Así como los tricópteros, hay miles de insectos que tejen profundos entramados con los ecosistemas acuáticos. Estudiar estas conexiones es la tarea que desde hace algunos meses adelanta Juana, junto al equipo de investigadores de WWF, en esta área protegida que comprende los municipios boyacenses de La Capilla, Pachavita, Úmbita y Turmequé, y que se caracteriza por su ecosistema de páramo y su conectividad con otras áreas del Complejo Rabanal.

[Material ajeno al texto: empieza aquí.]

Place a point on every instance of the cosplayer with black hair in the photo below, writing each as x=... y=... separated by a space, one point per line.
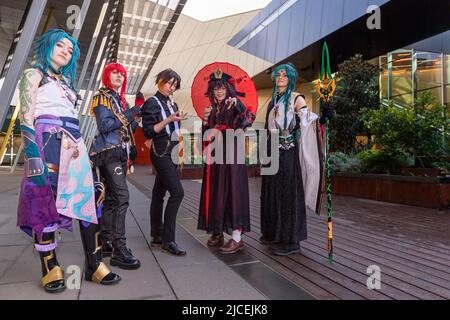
x=161 y=119
x=58 y=184
x=297 y=184
x=224 y=200
x=111 y=151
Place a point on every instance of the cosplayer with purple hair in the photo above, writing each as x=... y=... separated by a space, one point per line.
x=58 y=184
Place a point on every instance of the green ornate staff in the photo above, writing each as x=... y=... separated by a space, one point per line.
x=326 y=87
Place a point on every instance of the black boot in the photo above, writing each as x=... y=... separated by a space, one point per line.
x=124 y=259
x=52 y=274
x=95 y=270
x=106 y=249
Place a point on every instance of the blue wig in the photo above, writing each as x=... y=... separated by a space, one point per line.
x=292 y=75
x=43 y=52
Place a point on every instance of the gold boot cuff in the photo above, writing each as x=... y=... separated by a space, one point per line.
x=53 y=275
x=101 y=272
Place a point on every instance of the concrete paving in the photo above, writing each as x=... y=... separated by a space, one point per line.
x=198 y=275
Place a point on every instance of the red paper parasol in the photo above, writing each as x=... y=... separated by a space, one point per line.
x=241 y=80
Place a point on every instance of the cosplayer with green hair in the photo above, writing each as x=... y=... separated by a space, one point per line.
x=43 y=52
x=283 y=210
x=291 y=74
x=58 y=185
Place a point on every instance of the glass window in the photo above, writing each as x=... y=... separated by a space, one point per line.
x=384 y=77
x=402 y=74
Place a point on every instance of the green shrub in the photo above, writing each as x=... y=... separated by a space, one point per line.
x=421 y=131
x=376 y=161
x=340 y=162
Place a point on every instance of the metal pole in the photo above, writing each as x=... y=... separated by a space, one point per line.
x=20 y=56
x=94 y=71
x=92 y=44
x=81 y=18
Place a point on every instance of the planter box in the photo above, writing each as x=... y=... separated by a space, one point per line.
x=416 y=191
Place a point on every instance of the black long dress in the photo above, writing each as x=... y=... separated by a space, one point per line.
x=283 y=210
x=228 y=195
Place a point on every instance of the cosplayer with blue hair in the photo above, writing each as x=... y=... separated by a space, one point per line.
x=43 y=52
x=291 y=74
x=57 y=171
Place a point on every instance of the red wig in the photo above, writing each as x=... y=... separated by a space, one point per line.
x=106 y=79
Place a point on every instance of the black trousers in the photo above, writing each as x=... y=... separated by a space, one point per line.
x=166 y=180
x=115 y=205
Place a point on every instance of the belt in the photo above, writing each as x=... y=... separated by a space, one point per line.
x=59 y=123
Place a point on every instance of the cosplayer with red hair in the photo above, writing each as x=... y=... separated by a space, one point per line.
x=112 y=149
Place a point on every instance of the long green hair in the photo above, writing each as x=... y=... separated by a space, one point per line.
x=43 y=52
x=291 y=74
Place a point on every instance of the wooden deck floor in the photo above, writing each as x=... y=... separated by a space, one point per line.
x=410 y=245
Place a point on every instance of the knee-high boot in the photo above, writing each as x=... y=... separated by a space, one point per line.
x=52 y=274
x=95 y=270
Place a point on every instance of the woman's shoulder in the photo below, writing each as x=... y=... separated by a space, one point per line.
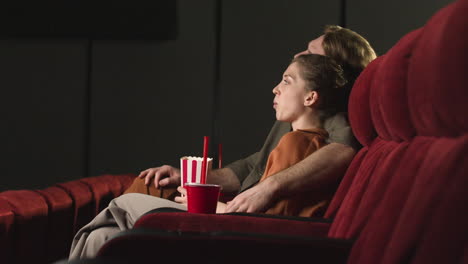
x=303 y=135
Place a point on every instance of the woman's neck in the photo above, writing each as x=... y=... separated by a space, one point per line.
x=307 y=121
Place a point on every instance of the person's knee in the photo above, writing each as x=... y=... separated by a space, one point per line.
x=96 y=239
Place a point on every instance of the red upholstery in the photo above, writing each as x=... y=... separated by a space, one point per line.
x=407 y=195
x=253 y=224
x=29 y=230
x=38 y=226
x=83 y=205
x=101 y=193
x=403 y=198
x=7 y=218
x=60 y=211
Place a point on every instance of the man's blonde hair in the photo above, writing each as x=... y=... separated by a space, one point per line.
x=351 y=51
x=347 y=48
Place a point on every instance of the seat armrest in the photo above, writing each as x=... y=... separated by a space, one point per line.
x=141 y=245
x=182 y=221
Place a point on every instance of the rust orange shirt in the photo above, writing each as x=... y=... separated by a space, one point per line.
x=292 y=148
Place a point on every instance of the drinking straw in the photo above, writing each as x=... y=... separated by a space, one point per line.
x=206 y=141
x=220 y=155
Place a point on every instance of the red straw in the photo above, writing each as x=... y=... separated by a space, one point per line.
x=220 y=155
x=206 y=141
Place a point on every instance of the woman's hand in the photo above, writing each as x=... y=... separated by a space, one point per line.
x=163 y=176
x=254 y=200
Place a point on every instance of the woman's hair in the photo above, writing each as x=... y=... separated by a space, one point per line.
x=325 y=76
x=351 y=51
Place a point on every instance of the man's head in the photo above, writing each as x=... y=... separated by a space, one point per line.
x=348 y=49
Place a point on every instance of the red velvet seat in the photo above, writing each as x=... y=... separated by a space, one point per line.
x=60 y=218
x=403 y=198
x=30 y=224
x=100 y=190
x=84 y=207
x=7 y=219
x=125 y=180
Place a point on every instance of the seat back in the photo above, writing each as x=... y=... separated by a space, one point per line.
x=403 y=196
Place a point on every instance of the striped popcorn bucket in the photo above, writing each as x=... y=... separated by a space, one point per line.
x=191 y=168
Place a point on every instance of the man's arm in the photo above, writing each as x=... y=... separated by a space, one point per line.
x=323 y=167
x=226 y=178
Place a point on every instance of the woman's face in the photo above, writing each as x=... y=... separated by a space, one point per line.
x=290 y=95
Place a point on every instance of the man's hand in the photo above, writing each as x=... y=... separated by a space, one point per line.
x=257 y=199
x=163 y=176
x=183 y=198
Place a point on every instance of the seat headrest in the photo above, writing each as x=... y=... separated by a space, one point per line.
x=418 y=88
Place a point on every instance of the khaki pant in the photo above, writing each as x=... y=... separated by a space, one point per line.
x=120 y=215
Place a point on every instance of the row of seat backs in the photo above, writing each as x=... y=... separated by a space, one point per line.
x=37 y=226
x=403 y=198
x=404 y=195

Ya han identificado puntos estratégicos en afluentes como el Muincha y el Albarracín (municipio de Turmequé), el Bosque (municipios de Pachavita y Úmbita) y la Guaya (municipio de La Capilla), en donde, además de la diversidad de organismos, evaluarán variables como la vegetación de la ribera y el sustrato del fondo (arenoso, arcilloso, pedregoso, etc.); un proceso que según explica Andrade, marcará la diferencia en el monitoreo de calidad de agua que Corpochivor ha hecho por 18 años, en el que hasta ahora solo se ha concentrado en analizar características del líquido mismo, como la temperatura, el ph, el color y la turbidez.

“Cuando empiezas a ver el río como ecosistema y cuando intentas gestionar el agua para su mantenimiento, las medidas se amplían mucho: ya el trabajo no está enfocado en si el agua cumple con unas características para usarla, sino en que el uso que le das no afecte el ecosistema que la proporciona”, dice Juana, y añade que en ese proceso, los macroinvertebrados, esos insectos que se reconocen a simple vista -pertenecientes a grupos como los coleópteros, tricópteros y efemerópteros-, son claves para descifrar el estado de conservación de los afluentes.

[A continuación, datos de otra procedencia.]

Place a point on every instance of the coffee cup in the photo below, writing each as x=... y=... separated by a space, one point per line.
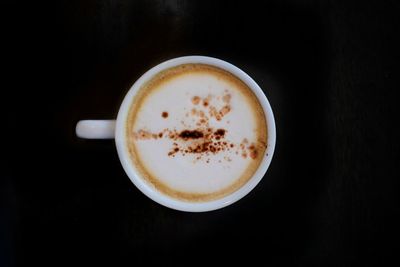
x=193 y=133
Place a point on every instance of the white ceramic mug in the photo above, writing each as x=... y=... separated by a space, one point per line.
x=108 y=129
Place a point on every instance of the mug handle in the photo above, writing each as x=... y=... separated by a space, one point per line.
x=95 y=129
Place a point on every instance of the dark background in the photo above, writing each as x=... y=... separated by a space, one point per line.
x=330 y=70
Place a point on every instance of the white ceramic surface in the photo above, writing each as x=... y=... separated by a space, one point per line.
x=104 y=129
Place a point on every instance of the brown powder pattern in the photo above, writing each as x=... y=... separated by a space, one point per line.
x=204 y=140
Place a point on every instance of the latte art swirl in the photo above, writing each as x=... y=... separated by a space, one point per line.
x=196 y=132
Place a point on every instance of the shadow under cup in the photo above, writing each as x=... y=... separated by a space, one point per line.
x=197 y=137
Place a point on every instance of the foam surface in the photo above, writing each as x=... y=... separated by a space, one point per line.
x=204 y=102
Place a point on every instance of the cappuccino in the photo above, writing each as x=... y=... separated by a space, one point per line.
x=196 y=132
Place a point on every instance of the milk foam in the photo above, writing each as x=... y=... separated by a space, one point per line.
x=156 y=138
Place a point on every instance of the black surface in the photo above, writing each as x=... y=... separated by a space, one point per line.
x=330 y=70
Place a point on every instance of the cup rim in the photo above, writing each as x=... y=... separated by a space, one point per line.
x=148 y=190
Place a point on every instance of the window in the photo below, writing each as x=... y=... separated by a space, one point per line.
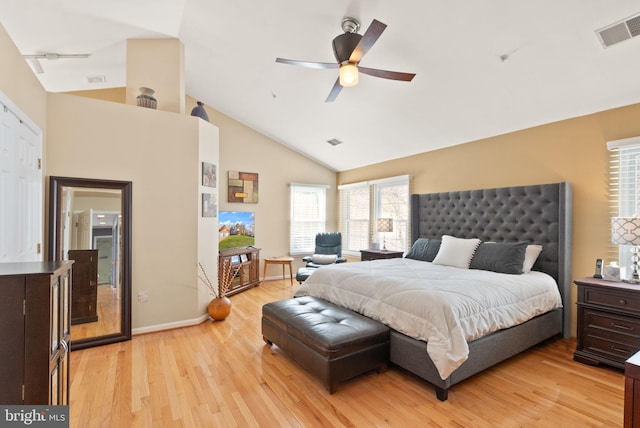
x=624 y=191
x=308 y=216
x=361 y=204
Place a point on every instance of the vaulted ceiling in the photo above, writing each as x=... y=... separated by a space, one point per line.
x=483 y=68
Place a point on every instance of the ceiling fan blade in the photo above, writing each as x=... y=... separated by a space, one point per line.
x=368 y=39
x=309 y=64
x=393 y=75
x=337 y=87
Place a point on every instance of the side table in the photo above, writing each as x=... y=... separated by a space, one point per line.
x=380 y=254
x=279 y=261
x=608 y=322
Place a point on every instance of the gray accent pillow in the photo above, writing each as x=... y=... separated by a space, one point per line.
x=424 y=249
x=502 y=257
x=324 y=259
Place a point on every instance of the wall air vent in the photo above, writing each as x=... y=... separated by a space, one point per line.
x=620 y=31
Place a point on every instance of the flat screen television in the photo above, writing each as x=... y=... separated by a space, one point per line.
x=236 y=229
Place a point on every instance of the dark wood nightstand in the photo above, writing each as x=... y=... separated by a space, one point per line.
x=608 y=321
x=380 y=254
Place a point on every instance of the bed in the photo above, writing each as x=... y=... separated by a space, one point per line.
x=537 y=214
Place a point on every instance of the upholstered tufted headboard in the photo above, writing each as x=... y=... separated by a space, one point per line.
x=540 y=214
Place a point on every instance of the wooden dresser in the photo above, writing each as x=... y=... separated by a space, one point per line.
x=35 y=332
x=608 y=322
x=632 y=392
x=246 y=265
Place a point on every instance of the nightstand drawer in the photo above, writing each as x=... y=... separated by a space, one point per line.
x=624 y=327
x=611 y=349
x=615 y=300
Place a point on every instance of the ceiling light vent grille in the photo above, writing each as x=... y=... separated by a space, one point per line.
x=620 y=31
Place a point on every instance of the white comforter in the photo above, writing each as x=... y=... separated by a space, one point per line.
x=444 y=306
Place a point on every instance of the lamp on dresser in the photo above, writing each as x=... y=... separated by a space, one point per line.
x=626 y=231
x=385 y=225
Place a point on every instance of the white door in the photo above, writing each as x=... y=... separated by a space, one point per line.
x=21 y=201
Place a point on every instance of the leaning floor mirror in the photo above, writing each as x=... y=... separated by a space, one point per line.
x=90 y=223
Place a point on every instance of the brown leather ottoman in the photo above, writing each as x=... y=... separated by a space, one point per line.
x=332 y=343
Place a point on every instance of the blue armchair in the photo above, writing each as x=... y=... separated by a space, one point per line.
x=328 y=251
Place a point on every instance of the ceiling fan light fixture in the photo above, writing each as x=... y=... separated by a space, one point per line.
x=348 y=75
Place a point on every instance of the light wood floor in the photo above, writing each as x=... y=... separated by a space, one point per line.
x=108 y=310
x=221 y=374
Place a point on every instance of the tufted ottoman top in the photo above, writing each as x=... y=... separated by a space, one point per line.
x=328 y=329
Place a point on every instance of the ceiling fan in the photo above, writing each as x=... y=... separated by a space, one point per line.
x=37 y=67
x=349 y=48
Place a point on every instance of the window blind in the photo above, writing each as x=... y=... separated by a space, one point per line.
x=624 y=190
x=308 y=208
x=361 y=204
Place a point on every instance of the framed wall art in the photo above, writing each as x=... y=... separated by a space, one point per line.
x=209 y=206
x=243 y=187
x=208 y=174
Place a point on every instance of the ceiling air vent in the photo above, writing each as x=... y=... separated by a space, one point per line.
x=620 y=31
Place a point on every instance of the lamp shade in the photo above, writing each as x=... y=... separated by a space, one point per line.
x=348 y=75
x=625 y=230
x=385 y=225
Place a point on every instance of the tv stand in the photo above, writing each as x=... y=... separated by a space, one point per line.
x=245 y=262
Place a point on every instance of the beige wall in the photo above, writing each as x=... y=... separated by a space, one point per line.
x=18 y=83
x=160 y=153
x=572 y=150
x=243 y=149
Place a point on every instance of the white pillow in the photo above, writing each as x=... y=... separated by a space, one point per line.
x=530 y=257
x=456 y=252
x=324 y=259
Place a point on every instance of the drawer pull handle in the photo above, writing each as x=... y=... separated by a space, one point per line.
x=622 y=327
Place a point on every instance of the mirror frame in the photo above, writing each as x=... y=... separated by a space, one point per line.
x=56 y=185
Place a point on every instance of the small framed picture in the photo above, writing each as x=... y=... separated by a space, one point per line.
x=611 y=272
x=209 y=206
x=208 y=174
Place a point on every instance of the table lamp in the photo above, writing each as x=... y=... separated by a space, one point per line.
x=626 y=231
x=385 y=225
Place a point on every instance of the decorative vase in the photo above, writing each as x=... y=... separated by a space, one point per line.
x=200 y=112
x=145 y=99
x=219 y=308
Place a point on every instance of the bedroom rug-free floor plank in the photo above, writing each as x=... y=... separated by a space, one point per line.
x=222 y=374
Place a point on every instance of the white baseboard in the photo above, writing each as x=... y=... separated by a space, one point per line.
x=170 y=325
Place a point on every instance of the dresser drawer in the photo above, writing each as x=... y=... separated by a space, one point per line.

Según la proporción y la distribución de estos insectos, explica la bióloga, se puede determinar, por ejemplo, la diversidad de ambientes, el grado de intervención humana en el caudal y el nivel de afectación por vertimientos provenientes de cultivos o ganadería. “Esto se llama bioindicación, es decir, leer en los organismos cómo está el sitio en el que viven. Gracias a los proyectos que tenemos con WWF, ahora contamos con todos los equipos de campo y de laboratorio para hacer estos análisis: desde las redes especiales para capturarlos hasta las agujas y pinzas necesarios para mirar bien sus características e identificarlos”.

Sobre esto, Beatriz Helena Rey, gestora de Andes Nororientales de WWF, explica que la adquisición de equipos y materiales por parte de Corpochivor no solo permite hacer el monitoreo de calidad del ecosistema acuático usando macroinvertebrados y peces, sino conocer el impacto de especies acuáticas invasoras como evidencia para la toma de decisiones en cuanto a su un manejo y control.

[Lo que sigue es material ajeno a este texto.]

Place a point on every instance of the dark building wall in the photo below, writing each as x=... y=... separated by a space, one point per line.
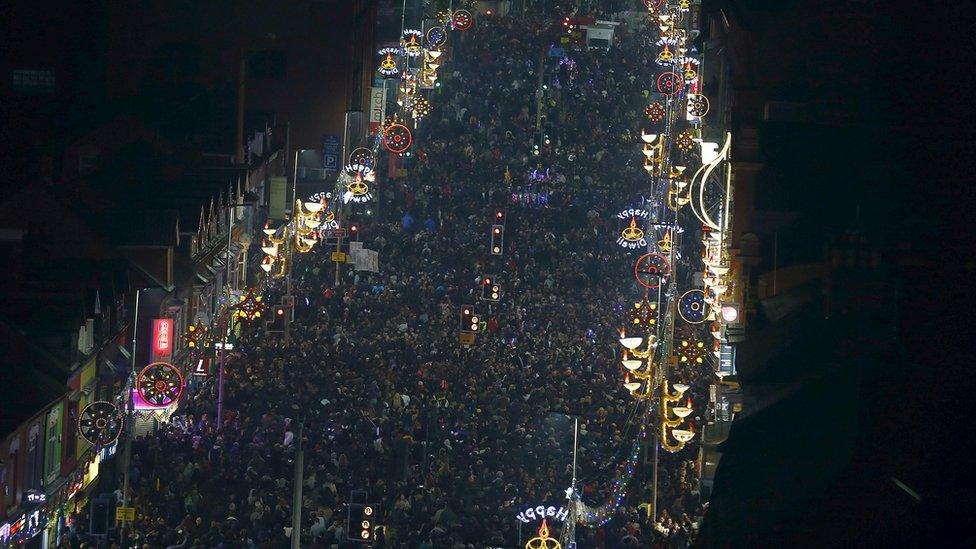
x=185 y=57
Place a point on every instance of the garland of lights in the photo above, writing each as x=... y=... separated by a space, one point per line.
x=599 y=516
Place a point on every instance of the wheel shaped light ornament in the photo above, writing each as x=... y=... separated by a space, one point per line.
x=692 y=307
x=650 y=269
x=160 y=384
x=397 y=138
x=100 y=423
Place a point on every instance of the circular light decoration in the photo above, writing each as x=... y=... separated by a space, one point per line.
x=412 y=40
x=436 y=37
x=388 y=65
x=692 y=307
x=462 y=19
x=631 y=236
x=669 y=83
x=357 y=190
x=100 y=423
x=655 y=112
x=650 y=269
x=160 y=384
x=397 y=138
x=697 y=105
x=691 y=351
x=421 y=107
x=361 y=155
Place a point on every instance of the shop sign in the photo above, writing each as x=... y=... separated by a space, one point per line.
x=162 y=338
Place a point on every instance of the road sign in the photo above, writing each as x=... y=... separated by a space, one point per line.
x=331 y=152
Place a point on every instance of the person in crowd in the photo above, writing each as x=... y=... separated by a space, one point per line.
x=447 y=441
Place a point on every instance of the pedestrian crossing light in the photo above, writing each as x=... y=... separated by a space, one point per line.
x=497 y=239
x=470 y=321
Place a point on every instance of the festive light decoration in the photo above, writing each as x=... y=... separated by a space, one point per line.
x=100 y=423
x=692 y=307
x=669 y=83
x=160 y=384
x=462 y=20
x=632 y=236
x=543 y=541
x=666 y=56
x=250 y=306
x=697 y=106
x=692 y=351
x=655 y=112
x=361 y=155
x=599 y=516
x=195 y=334
x=412 y=42
x=388 y=66
x=421 y=107
x=436 y=37
x=650 y=269
x=397 y=138
x=359 y=176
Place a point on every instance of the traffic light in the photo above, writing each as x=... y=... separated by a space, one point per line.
x=470 y=321
x=490 y=289
x=362 y=520
x=497 y=239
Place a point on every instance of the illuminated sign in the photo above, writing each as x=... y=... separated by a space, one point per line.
x=541 y=511
x=632 y=235
x=36 y=497
x=162 y=338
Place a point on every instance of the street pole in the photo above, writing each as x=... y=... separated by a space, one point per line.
x=296 y=513
x=127 y=451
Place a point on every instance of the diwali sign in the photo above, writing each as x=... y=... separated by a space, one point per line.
x=541 y=511
x=162 y=338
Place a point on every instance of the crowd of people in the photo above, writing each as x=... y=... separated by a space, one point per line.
x=449 y=442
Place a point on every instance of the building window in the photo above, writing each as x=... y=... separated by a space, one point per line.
x=33 y=81
x=267 y=65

Al final del proceso de investigación, el equipo de Corpochivor y WWF identificará qué sitios son referentes de conservación y definirá los objetivos de restauración para las cuencas más afectadas. Además, realizará dos productos de divulgación: uno dirigido a científicos, especialmente a los ictiólogos, y otro para la comunidad, con el fin de que esta pueda tener un material de consulta permanente sobre las especies que habitan los ecosistemas estudiados.